Seulement, avec le temps, les tons crus s’effacent, couleurs sombres s’éclairent. La bohème, à mesure qu’il s’en éloigne, lui apparaît dans une vapeur poétique. Ses ténèbres s’illuminent, ses aspérités s’adoucissent : ce n’est plus le pays de l’obscurité et de la famine, c’est une heureuse et insouciante Arcadie.

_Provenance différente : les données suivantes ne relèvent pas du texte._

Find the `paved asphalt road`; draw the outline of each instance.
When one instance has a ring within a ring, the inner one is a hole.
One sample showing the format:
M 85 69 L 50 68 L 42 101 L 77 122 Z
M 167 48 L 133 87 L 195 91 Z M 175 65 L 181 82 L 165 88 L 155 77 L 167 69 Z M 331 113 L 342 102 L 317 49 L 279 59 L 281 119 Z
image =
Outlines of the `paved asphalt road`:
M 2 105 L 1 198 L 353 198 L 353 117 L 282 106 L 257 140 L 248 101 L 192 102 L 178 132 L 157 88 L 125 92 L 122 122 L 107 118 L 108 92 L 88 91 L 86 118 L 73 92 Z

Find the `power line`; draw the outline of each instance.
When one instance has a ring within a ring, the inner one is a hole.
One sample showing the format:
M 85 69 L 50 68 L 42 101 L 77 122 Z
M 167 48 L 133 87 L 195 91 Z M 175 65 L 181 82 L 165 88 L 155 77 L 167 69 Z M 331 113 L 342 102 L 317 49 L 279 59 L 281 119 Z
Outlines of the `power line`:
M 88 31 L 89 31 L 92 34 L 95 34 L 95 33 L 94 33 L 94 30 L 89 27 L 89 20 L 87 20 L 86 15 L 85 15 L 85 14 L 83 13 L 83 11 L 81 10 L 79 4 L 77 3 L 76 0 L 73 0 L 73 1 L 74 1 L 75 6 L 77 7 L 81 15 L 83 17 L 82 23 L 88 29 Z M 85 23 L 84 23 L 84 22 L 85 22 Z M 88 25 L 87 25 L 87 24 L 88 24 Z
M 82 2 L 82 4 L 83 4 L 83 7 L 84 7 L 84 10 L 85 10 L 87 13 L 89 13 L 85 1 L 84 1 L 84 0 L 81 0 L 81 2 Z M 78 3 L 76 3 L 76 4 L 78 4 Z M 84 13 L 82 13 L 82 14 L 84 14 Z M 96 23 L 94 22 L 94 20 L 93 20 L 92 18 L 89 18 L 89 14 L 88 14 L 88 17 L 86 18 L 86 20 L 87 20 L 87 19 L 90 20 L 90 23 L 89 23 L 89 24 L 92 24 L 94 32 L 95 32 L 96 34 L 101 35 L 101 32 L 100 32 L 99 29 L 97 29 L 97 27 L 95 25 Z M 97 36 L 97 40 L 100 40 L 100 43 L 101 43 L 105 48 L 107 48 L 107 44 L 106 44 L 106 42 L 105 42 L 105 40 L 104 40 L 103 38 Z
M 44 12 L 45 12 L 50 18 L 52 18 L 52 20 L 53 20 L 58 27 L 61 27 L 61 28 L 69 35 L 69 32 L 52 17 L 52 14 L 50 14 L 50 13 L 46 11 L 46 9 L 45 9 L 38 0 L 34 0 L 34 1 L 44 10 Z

Henrv Murger ne fit que passer au théâtre, mais chacun de ses pas a marqué sur la scène et a laissé trace. Trois ans après la Vie de bohème, il donnait à la Comédie-Française une fraîche et piquante idylle. Ici encore, c’est la jeunesse éternisée, en quelque sorte, sous les cheveux blancs du Bonhomme jadis. Comme ce roi qui, dans son ivresse, voulait que son royaume fût ivre avec lui, le poëte épris de jeunesse voulait que les vieillards mêmes eussent vingt ans, dans le pays de sa fantaisie. — C’est au théâtre que son esprit a souri pour la dernière fois. Il y a deux mois à peine, on applaudissait le Serment d’Horace, une bluette, un rien, une dentelle, mais, brodée de ces mots charmants qui marquent ses moindres œuvres, comme d’un chiffre à lui.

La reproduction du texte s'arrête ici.